Mostly I kept thinking that here’s a way for this administration to do a lot of things they want to do – close borders, limit people’s movements, generally clamp down.
It lasted forever, but finally ended, and we ate. Looked sorta like this but no beer to go with, and no egg or tofu.
I’m still in the midst of this way too busy at work, not really cooking span, although I have pulled off a few things – like the fried rice. Tonight I made this pasta from the New York Times – well, an insert in the Sunday Times, on one pot meals – where you put the pasta and olive oil and cherry tomatoes into a skillet, and pour boiling water over and kind of cook it all up together until it makes its own starchy sauce. It’s a trick based on why restaurant pasta is different from homemade – it’s because in restaurants there’s a pasta reheating well or cooker with water that’s much more starchy and rich than the one-time pasta water you end up with when you boil one batch of pasta at home. Anyways, I made it with cherry tomatoes and baby kale from the winter market and half a roast chicken breast and some parsley and water cress (also from winter market) I needed to use up.

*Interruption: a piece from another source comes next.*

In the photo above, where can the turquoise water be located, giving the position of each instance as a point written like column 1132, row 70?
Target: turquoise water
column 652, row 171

And on Monday, we made chicken pot pie, coleslaw, peach pudding cake, and roasted broccoli and cauliflower for the food pantry meal at Goodman.
I took some pictures of old dirty snow and the front lights and my iPhone wallpaper that’s a picture from a book that I unpacked for the UW Libraries book sale, all images about that late winter feeling. In the words of Jefferson Airplane, “Stop your mind with dirty snow“. In a meeting I was in last week, on a very cold morning, somebody asked if we thought the cold made us stupid, and I said no, being too busy is what makes us stupid.
Oh and of course, there’s pie. Made almost week ago, on my mommy’s 95th birthday (February 22) though sweet potato was not her favorite pie. That would have been apple.
This morning on my walk to work I thought about all the things I’d say in this post and of course I’ve forgotten. Guess I might as well go wash the dishes and then watch TV.